Since the late 1800’s, asbestos has been available to consumers in numerous commercial goods throughout the United States . Because of its low conductivity, non-combustibility, superior insulation qualities and fairly low cost, asbestos was an ideal substance to be used in the production of construction materials for the building of homes, offices and other structures. One such construction material was asbestos finishing cement. Asbestos finishing cement, a mixture of asbestos fibers and material binders, was used to protect and add insulation to many structures of that time. Its even and pliable consistency made it very easy to apply to almost any surface or plane which rendered the compound a useful tool in the construction trade.
In 1977, the Consumer Product Safety Commission (CPSC) prohibited the manufacturing of most construction materials containing at least one percent of asbestos fibers. However, since this ban pertained only to new production of such materials, the existing stock which was already on the market could still be used. Though the injunction was instated in the late 70’s, homes built almost anytime from the early to mid 80’s may still contain building materials made with asbestos, including that of finishing cements, which are said to have contained a minimum of 20% asbestos.

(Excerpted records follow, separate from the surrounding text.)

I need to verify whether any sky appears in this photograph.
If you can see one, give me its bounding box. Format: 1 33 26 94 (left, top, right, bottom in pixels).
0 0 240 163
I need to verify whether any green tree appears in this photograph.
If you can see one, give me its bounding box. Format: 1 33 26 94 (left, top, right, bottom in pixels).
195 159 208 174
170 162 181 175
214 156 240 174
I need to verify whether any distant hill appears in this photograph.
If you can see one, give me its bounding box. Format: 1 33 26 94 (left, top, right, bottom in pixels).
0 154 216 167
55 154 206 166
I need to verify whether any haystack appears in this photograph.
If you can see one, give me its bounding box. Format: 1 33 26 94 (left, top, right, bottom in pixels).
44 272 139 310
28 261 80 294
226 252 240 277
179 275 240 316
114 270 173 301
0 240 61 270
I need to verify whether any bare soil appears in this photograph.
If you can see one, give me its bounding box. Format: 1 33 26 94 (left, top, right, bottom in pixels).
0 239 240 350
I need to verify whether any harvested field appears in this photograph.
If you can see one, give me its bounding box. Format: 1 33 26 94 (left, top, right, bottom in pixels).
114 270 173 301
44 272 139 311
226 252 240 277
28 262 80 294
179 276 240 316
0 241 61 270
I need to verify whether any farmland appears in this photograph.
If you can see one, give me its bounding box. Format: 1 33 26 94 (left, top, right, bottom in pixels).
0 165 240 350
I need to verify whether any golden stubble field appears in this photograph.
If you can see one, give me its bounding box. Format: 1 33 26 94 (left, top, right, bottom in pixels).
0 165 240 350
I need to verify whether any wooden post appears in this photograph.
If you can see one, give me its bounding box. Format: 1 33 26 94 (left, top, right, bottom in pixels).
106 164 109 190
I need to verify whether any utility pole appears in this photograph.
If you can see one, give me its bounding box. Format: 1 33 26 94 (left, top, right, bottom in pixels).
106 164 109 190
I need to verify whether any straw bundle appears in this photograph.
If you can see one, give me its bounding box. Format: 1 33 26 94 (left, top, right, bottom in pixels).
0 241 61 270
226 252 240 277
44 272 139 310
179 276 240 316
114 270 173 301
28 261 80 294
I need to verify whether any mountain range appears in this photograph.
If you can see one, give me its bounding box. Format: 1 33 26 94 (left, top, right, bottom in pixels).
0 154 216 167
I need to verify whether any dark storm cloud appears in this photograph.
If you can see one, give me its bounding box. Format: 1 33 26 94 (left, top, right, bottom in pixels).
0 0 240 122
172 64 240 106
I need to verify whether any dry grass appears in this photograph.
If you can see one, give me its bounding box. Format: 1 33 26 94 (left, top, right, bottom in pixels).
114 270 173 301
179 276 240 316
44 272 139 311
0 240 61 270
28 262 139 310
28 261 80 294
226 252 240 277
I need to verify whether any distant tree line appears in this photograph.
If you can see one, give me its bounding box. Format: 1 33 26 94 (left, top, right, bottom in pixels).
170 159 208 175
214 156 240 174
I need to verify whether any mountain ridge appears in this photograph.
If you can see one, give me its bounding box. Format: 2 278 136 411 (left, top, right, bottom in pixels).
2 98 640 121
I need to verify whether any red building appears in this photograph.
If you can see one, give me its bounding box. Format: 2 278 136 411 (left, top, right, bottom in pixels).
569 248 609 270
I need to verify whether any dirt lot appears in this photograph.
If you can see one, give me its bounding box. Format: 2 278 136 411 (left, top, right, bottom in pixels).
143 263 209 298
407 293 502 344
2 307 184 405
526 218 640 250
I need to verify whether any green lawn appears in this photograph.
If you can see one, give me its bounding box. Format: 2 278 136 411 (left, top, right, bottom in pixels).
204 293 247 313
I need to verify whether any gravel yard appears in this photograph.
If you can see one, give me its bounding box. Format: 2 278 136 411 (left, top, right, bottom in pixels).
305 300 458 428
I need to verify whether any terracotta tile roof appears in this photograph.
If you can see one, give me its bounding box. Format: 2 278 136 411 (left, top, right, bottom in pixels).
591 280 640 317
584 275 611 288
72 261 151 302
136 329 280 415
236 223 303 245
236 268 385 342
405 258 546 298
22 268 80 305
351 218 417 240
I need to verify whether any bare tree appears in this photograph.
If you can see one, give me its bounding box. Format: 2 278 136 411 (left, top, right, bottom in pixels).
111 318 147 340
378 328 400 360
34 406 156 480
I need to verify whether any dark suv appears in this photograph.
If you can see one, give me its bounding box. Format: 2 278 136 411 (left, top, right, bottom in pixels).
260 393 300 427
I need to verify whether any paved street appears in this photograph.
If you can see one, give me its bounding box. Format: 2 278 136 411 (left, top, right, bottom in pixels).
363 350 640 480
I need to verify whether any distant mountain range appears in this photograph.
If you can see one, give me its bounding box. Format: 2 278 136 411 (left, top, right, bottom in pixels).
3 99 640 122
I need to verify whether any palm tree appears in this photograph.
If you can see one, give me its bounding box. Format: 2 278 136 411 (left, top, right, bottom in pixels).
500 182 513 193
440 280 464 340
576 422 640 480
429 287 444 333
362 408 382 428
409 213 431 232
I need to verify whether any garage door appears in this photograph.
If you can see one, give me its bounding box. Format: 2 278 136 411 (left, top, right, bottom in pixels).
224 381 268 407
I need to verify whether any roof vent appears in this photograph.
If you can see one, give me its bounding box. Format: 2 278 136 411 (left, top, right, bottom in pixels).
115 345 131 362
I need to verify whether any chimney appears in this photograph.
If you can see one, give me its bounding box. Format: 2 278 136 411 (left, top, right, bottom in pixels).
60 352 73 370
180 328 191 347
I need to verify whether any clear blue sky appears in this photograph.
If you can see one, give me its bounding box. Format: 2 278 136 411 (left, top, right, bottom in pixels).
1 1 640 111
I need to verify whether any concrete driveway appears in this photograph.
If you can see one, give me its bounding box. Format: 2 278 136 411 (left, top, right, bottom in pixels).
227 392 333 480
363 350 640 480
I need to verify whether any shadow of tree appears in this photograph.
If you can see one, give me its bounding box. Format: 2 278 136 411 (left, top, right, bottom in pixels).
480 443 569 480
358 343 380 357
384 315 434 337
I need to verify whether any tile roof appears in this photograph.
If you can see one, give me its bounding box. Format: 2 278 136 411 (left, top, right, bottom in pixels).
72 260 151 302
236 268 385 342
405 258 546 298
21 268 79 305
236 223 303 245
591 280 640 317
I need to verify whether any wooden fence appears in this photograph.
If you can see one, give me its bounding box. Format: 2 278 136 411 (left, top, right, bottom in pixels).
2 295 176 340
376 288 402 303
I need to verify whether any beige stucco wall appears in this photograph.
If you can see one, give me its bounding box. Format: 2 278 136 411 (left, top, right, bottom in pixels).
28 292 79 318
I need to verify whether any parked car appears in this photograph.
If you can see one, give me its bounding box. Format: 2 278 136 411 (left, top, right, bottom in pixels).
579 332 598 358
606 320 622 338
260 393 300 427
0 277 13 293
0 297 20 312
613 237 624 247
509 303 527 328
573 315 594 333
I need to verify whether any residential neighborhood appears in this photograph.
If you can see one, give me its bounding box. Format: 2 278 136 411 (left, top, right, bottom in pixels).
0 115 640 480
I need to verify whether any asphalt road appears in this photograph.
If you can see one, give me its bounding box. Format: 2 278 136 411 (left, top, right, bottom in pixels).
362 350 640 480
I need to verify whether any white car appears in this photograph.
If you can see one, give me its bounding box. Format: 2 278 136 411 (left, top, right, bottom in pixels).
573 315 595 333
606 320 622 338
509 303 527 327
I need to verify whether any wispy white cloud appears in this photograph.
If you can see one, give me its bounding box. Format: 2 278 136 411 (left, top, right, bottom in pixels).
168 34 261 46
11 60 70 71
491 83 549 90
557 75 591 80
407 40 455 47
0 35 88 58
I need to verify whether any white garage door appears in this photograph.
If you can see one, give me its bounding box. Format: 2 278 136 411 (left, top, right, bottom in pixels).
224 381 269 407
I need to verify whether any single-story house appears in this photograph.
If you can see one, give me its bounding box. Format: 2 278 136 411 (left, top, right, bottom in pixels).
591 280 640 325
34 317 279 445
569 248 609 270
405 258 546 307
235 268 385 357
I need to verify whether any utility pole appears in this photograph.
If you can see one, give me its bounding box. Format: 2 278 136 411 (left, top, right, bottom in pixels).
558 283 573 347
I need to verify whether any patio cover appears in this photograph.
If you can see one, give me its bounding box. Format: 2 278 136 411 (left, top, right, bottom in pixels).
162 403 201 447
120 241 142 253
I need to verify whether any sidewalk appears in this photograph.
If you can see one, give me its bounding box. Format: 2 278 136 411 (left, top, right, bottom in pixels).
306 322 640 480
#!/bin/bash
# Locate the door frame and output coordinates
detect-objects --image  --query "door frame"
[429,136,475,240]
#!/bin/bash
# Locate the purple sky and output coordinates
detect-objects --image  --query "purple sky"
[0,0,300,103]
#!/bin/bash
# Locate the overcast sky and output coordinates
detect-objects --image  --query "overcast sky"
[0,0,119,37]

As with any product containing asbestos, finishing cement poses a danger to the public under specific conditions. If the finishing cement is left unbroken or undamaged, the asbestos, which is locked within the layers of the binding material, does not have the ability to become airborne and is not considered a threat to an individual’s health. If it were to crack and crumble or be broken, the cancer causing fibers can then be released into the air and inhaled into the lungs. The slightest exposure to asbestos has been attributed to mesothelioma and other asbestos related diseases so the use of caution is advised when materials suspected to contain asbestos are found in the home. If a homeowner is unsure, it is always best to contact a professional to inspect and dispose of the materials in question.
Individuals involved in plumbing, pipefitting, insulating, and similar trades are most at risk of contracting mesothelioma and other asbestos related diseases. Due to the use of asbestos in finishing cement, among other products known to contain asbestos, general construction workers, those involved in demolition, remodeling and maintenance, also run a possibility of contracting these diseases.